Hablemos del uno o dos en el ranking de la historia del tenis mundial, Rafael Nadal Parera, el manocorí español que sigue jugando un tenis espectacular a sus 36 años y con una lesión que a muchos ya les hubiera causado el retiro. Apenas se acaba de jugar la primera y segunda ronda del Abierto de los Estados Unidos y me enfocaré en lo que vi en el duelo entre Nadal y el australiano Rinky Hijikata, de rasgos faciales japoneses, pero compite por Australia, formado como tenista en los Estados Unidos en la Universidad de California del Norte.
Con sus 21 años, el joven llevó el partido 4 sets también y más dos horas con un juego técnicamente espectacular ofreciendo una mentalidad ganadora a prueba de fuego.

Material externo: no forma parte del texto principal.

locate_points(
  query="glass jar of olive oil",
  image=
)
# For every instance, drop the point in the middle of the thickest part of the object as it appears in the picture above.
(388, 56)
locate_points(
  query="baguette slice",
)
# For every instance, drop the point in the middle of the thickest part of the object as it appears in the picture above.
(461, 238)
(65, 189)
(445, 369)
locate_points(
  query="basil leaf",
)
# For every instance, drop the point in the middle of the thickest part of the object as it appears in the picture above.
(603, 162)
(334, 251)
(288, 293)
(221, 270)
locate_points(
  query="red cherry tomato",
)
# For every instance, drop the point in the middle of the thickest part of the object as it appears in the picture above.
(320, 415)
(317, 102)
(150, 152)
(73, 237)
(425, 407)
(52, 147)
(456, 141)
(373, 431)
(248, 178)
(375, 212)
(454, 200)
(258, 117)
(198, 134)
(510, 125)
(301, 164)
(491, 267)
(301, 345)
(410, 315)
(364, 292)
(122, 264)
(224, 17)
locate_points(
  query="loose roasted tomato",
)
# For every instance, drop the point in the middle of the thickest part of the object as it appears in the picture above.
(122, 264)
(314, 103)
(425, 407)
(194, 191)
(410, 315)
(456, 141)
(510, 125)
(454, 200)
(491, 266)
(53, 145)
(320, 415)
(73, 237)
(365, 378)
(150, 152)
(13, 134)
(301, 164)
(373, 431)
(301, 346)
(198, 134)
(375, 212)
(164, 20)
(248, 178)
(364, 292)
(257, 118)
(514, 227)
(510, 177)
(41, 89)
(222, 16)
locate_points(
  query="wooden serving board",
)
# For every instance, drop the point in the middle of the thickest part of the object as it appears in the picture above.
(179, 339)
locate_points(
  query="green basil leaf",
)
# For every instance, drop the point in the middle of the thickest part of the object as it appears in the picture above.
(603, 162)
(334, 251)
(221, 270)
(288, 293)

Cuando llegó el cuarto set y se puso el marcador 5-3 con el saque del australiano, Nadal tuvo 4 posibilidades para llevarse el partido (Match Point) y no pudo.
El joven, por cierto invitado al torneo, puso resistencia, le jugó al tu por tu a la leyenda española, sacando tiros inverosímiles, incluso obligando a jugar mal al español. Rafa por su parte empezó a honrar el juego de su rival, identificó que había que tratar al joven como si estuviera jugando con el 1 o 2 del mundo. Nadal sacó tiros propios de su repertorio y grandeza, festejó puntos como si estuviera ganando el propio “US Open” o algún otro gran slam.
Al final, se impuso el de Mallorca 4-6, 6-2, 6-3 y 6-3 y cuando se despidió Hijikata de la cancha central del complejo Billie Jean King, el joven fue aplaudido por el propio Nadal seguido del respetable. Esto nos deja dos aprendizajes importantes, ayer el tenis mundial volteó a ver el surgimiento de una próxima estrella, apuntemos el nombre del australiano.
Y segundo, Rafael Nadal volvió a ser el tenista de mentalidad fuerte, que destruye al rival con una excelsa ejecución tenística y volvió a ser el hombre humilde que reconoce con humildad a sus rivales para seguir sumando campeonatos. Nadal a sus 36 años, increíblemente está para vencer el tiempo y destruir el tiempo.